Salió por la puerta de hierro y se encontró en un patio estrecho. Estaba oscuro. A lo lejos sonaban los disparos y al mirar hacia arriba vio sobre los tejados los haces luminosos de los reflectores. Enfrente de él una estrecha escalera de hierro conducía hasta el tejado de un edificio de cinco plantas. Saltó hacia la escalera y trepó rápidamente hacia arriba. Los demás corrieron tras él hacia el patio y se apretaron contra las paredes. Esperaron que llegase al tejado y les diera la señal de vía libre.
Después cruzaron por los tejados, gateando sigilosamente, y Xavier marchaba delante. Avanzaba como un felino y sus ojos veían a través de la oscuridad.

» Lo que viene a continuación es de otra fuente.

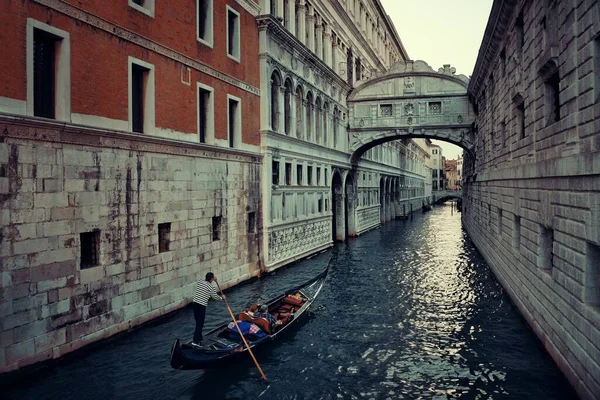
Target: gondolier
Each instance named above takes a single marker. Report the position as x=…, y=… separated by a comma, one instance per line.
x=205, y=290
x=224, y=343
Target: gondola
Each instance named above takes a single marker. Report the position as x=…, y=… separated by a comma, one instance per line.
x=223, y=344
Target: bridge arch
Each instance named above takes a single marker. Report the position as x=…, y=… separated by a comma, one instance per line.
x=411, y=100
x=343, y=204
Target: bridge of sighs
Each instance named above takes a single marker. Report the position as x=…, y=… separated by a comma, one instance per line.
x=411, y=100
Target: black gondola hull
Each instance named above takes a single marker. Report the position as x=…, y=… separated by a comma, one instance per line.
x=225, y=349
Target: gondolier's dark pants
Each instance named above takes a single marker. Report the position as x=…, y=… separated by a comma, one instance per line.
x=199, y=314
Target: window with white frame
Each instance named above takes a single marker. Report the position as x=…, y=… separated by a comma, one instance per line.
x=204, y=21
x=144, y=6
x=206, y=114
x=48, y=71
x=234, y=121
x=141, y=96
x=233, y=34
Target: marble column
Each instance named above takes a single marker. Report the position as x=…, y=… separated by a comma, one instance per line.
x=292, y=14
x=325, y=126
x=304, y=125
x=279, y=10
x=293, y=116
x=363, y=21
x=334, y=55
x=319, y=43
x=281, y=113
x=302, y=21
x=313, y=123
x=327, y=45
x=311, y=29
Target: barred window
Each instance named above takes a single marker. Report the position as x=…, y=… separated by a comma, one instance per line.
x=164, y=237
x=90, y=249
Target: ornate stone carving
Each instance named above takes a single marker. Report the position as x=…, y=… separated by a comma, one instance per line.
x=289, y=242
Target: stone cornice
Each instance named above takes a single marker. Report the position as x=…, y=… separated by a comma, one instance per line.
x=41, y=129
x=283, y=35
x=498, y=23
x=357, y=34
x=392, y=29
x=250, y=6
x=124, y=34
x=308, y=85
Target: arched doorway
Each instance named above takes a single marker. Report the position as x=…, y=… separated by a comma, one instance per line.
x=350, y=206
x=338, y=207
x=382, y=200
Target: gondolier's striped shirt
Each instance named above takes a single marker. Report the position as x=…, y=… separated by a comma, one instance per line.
x=204, y=291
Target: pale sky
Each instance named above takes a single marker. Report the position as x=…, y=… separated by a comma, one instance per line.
x=441, y=32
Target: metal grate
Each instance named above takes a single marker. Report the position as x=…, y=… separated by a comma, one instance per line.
x=435, y=107
x=385, y=110
x=164, y=237
x=90, y=248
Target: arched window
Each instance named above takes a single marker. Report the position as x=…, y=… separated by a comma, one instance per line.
x=287, y=106
x=336, y=122
x=325, y=127
x=310, y=107
x=275, y=85
x=286, y=14
x=318, y=120
x=299, y=113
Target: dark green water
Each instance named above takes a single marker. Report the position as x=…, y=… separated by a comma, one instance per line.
x=409, y=311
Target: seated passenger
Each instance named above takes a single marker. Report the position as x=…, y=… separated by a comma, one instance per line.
x=264, y=313
x=246, y=328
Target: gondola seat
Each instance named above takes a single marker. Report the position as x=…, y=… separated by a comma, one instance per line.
x=293, y=301
x=262, y=323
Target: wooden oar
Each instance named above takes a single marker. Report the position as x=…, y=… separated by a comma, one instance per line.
x=241, y=335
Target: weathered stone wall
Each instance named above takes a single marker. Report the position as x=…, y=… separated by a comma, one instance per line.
x=532, y=196
x=58, y=181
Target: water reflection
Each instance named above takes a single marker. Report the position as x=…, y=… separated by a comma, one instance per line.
x=409, y=311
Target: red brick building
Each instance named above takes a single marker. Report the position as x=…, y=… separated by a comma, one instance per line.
x=129, y=163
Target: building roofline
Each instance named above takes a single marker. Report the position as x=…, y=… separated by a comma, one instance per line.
x=392, y=29
x=498, y=22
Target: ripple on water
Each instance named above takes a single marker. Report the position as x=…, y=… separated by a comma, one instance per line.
x=409, y=311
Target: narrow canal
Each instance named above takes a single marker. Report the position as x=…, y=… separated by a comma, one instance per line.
x=409, y=311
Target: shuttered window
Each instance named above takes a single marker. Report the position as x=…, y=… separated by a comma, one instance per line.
x=44, y=61
x=137, y=96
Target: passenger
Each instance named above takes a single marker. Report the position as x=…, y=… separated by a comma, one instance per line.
x=264, y=313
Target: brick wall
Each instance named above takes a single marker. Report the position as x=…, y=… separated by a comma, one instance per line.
x=99, y=60
x=123, y=186
x=531, y=202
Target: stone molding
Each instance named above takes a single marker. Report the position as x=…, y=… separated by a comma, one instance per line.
x=250, y=6
x=124, y=34
x=38, y=129
x=308, y=57
x=304, y=82
x=497, y=25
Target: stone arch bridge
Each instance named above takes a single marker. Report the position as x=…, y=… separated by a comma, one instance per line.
x=411, y=100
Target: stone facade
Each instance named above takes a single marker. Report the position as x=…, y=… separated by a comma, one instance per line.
x=126, y=170
x=70, y=184
x=532, y=194
x=309, y=64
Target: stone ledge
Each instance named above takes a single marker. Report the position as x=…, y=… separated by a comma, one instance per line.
x=41, y=129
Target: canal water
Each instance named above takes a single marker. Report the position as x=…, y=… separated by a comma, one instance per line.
x=409, y=311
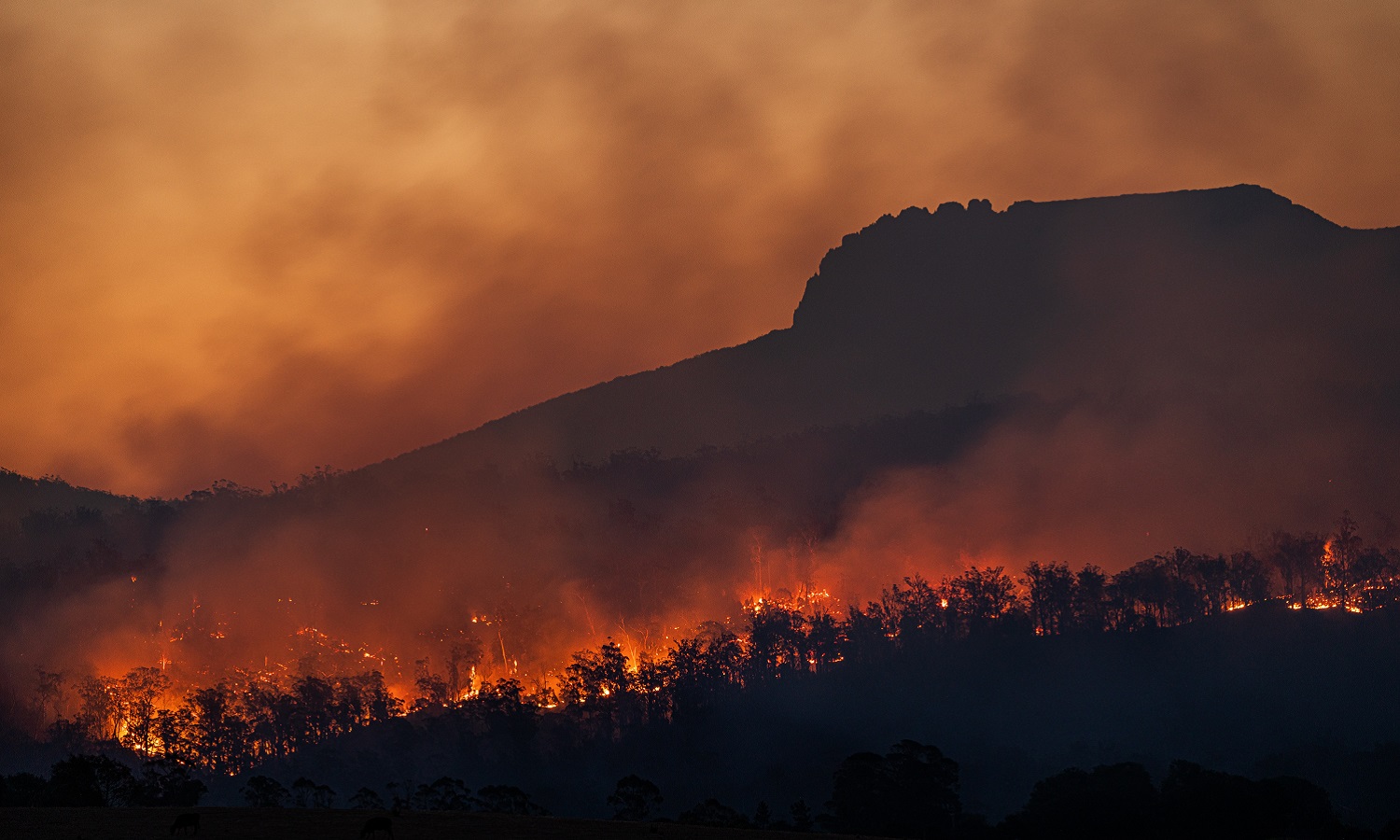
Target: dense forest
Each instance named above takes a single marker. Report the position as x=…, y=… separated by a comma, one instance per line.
x=790, y=646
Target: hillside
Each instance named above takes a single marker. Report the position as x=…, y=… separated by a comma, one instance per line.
x=923, y=310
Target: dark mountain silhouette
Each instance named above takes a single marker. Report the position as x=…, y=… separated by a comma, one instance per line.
x=921, y=310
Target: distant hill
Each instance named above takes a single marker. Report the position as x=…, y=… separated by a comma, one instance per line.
x=923, y=310
x=21, y=495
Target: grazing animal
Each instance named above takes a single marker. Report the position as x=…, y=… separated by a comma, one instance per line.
x=185, y=825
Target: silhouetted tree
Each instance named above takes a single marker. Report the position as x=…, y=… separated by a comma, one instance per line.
x=367, y=800
x=263, y=791
x=711, y=812
x=912, y=791
x=1108, y=803
x=635, y=798
x=504, y=798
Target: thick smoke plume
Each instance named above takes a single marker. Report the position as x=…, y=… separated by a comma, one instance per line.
x=241, y=240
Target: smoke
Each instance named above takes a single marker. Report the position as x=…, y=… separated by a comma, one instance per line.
x=248, y=238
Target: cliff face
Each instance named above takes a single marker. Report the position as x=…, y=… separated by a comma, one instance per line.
x=1217, y=291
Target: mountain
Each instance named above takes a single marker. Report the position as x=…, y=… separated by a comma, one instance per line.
x=1210, y=290
x=1089, y=381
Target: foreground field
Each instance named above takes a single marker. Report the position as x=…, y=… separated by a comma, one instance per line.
x=279, y=823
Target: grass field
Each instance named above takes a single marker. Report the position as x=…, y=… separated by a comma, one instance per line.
x=279, y=823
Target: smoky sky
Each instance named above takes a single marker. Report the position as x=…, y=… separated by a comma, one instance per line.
x=245, y=238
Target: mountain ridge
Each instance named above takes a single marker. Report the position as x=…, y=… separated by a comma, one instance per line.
x=776, y=383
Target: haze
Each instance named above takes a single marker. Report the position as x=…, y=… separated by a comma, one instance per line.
x=245, y=238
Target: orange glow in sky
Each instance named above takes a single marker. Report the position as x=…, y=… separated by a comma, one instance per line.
x=240, y=238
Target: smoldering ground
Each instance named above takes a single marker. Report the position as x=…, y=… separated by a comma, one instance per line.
x=244, y=240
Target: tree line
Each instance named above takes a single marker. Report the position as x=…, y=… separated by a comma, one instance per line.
x=251, y=719
x=909, y=791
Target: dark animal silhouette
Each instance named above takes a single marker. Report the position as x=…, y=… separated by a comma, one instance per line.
x=185, y=825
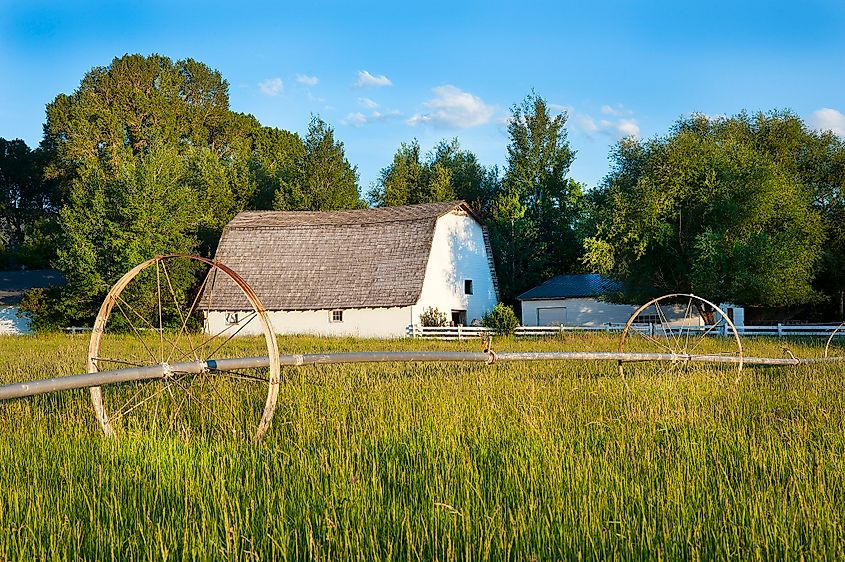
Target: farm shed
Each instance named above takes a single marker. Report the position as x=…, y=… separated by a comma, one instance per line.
x=572, y=300
x=365, y=273
x=575, y=300
x=12, y=286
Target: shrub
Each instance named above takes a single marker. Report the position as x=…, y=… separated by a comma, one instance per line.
x=433, y=317
x=501, y=319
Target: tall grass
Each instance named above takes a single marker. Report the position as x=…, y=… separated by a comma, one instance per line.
x=531, y=461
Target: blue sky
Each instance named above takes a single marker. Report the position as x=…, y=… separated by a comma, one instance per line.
x=385, y=72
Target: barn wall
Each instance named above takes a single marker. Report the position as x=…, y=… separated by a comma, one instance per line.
x=357, y=322
x=10, y=324
x=457, y=253
x=592, y=312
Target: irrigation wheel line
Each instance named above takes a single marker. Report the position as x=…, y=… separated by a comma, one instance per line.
x=177, y=350
x=839, y=330
x=679, y=337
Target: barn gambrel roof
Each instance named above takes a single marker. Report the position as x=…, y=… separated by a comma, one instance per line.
x=305, y=260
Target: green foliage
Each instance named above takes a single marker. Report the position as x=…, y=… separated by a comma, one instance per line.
x=715, y=208
x=446, y=173
x=433, y=317
x=112, y=224
x=27, y=205
x=324, y=178
x=536, y=211
x=501, y=319
x=41, y=308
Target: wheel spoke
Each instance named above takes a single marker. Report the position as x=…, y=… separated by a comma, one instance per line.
x=240, y=375
x=199, y=403
x=183, y=320
x=134, y=329
x=142, y=302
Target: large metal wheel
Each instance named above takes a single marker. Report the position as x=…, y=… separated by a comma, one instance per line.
x=156, y=315
x=840, y=332
x=679, y=330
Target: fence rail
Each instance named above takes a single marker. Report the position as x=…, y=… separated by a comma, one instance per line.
x=778, y=330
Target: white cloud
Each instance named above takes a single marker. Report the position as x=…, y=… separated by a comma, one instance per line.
x=272, y=86
x=307, y=80
x=365, y=79
x=453, y=108
x=586, y=123
x=559, y=108
x=358, y=119
x=368, y=103
x=627, y=128
x=827, y=119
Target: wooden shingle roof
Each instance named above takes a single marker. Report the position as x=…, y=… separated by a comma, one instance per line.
x=304, y=260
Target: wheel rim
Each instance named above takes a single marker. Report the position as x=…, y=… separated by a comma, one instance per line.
x=676, y=331
x=155, y=315
x=837, y=331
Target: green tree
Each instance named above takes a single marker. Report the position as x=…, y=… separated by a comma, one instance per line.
x=537, y=208
x=27, y=203
x=713, y=208
x=112, y=224
x=324, y=179
x=446, y=173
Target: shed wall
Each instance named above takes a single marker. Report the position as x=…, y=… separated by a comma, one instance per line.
x=591, y=312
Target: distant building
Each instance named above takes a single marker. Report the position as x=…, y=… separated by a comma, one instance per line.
x=573, y=300
x=576, y=300
x=12, y=286
x=367, y=273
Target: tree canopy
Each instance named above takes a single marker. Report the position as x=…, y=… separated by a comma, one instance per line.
x=717, y=207
x=149, y=159
x=323, y=180
x=446, y=173
x=536, y=210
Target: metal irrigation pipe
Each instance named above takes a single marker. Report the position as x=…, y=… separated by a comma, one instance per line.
x=164, y=370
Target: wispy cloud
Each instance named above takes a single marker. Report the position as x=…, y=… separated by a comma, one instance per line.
x=827, y=119
x=453, y=108
x=617, y=122
x=368, y=103
x=367, y=80
x=359, y=119
x=307, y=80
x=272, y=86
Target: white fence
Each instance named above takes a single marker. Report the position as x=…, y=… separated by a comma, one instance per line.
x=778, y=330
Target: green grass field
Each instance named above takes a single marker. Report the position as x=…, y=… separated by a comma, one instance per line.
x=533, y=461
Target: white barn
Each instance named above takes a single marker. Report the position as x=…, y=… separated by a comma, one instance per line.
x=13, y=284
x=364, y=273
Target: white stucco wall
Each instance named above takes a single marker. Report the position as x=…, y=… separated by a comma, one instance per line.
x=10, y=324
x=357, y=322
x=457, y=253
x=592, y=312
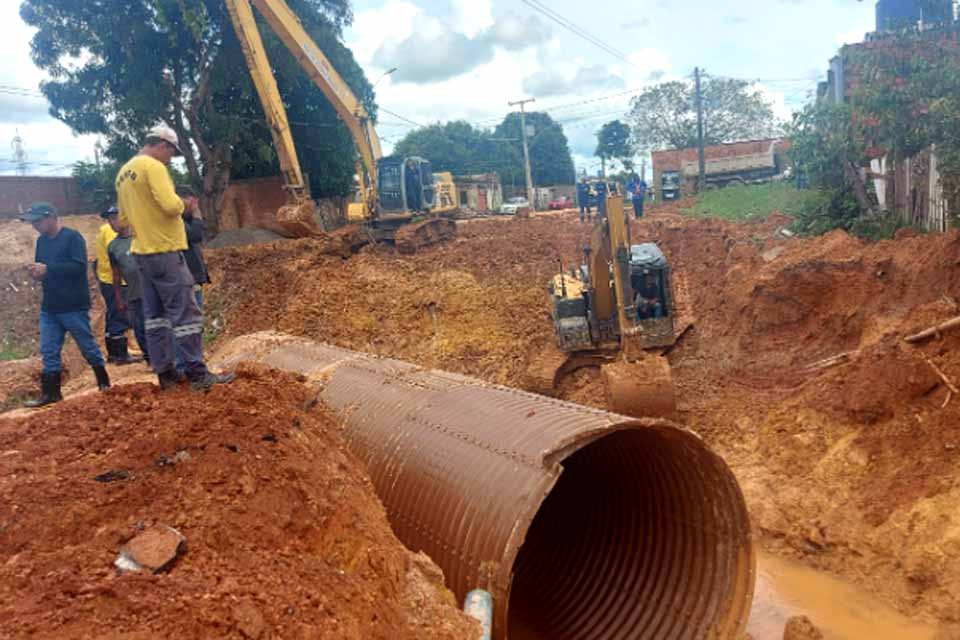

En un sitio determinado se detuvo y llamó junto a sí al hombre de la boina para enseñarle, muy por debajo de donde se encontraban, un montón de pequeñas figuras negras con armas cortas, mirando hacia todas partes para ver si daban con ellos. «Continúa guiándonos», le dijo el hombre a Xavier.
Y Xavier iba, saltando de tejado en tejado, bajando por pequeñas escaleras metálicas, escondiéndose detrás de las chimeneas y evitando los molestos reflectores que iluminaban a cada momento las casas, los bordes de los tejados y los desfiladeros de las calles.
Era un bonito viaje de hombres callados, convertidos en una bandada de pájaros que sobrevolaba allá en lo alto al enemigo que los perseguía y se elevaba sobre los aleros de los tejados hasta la otra parte de la ciudad, donde ya no había peligro. Era un hermoso y largo viaje, pero un viaje ya tan largo que Xavier empezó a sentir cansancio; ese cansancio que embota los sentidos y llena la mente de alucinaciones; le pareció oír el sonido de una marcha fúnebre, la famosa Marcha Fúnebre de Chopin, que tocan las orquestas de pueblo en los cementerios.
No aminoró su paso, trató con todas sus fuerzas de aguzar sus sentidos y apartar de sí aquella funesta alucinación. En vano; seguía oyendo la música como un presagio de su inminente final, como si quisiera en este momento de lucha envolverlo en el velo negro de la muerte futura.
¿Por qué luchaba tanto contra esa alucinación? ¿Acaso no deseaba que la grandeza de la muerte hiciera inolvidables e inmensos sus pasos por los tejados? ¿Acaso no era la música fúnebre que llegaba hasta él como un augurio, el más bello acompañamiento de su valor? ¿Acaso no era hermoso que su lucha fuera un entierro y su entierro una lucha, que la vida y la muerte se unieran aquí de manera tan maravillosa?
No, Xavier no sentía horror de que la muerte hubiera llamado a su puerta, sino de no poder confiar, en ese preciso momento, en sus sentidos, de no ser capaz (él, que respondía por la seguridad de sus compañeros) de advertir los peligros con que los amenazaban los enemigos, ya que tenía los oídos tapiados por la líquida melancolía de una marcha fúnebre.
Pero ¿acaso es posible que una alucinación tenga un aspecto tan real como para que se oiga la Marcha de Chopin con todos sus errores de ritmo y las notas falsas de los trombones?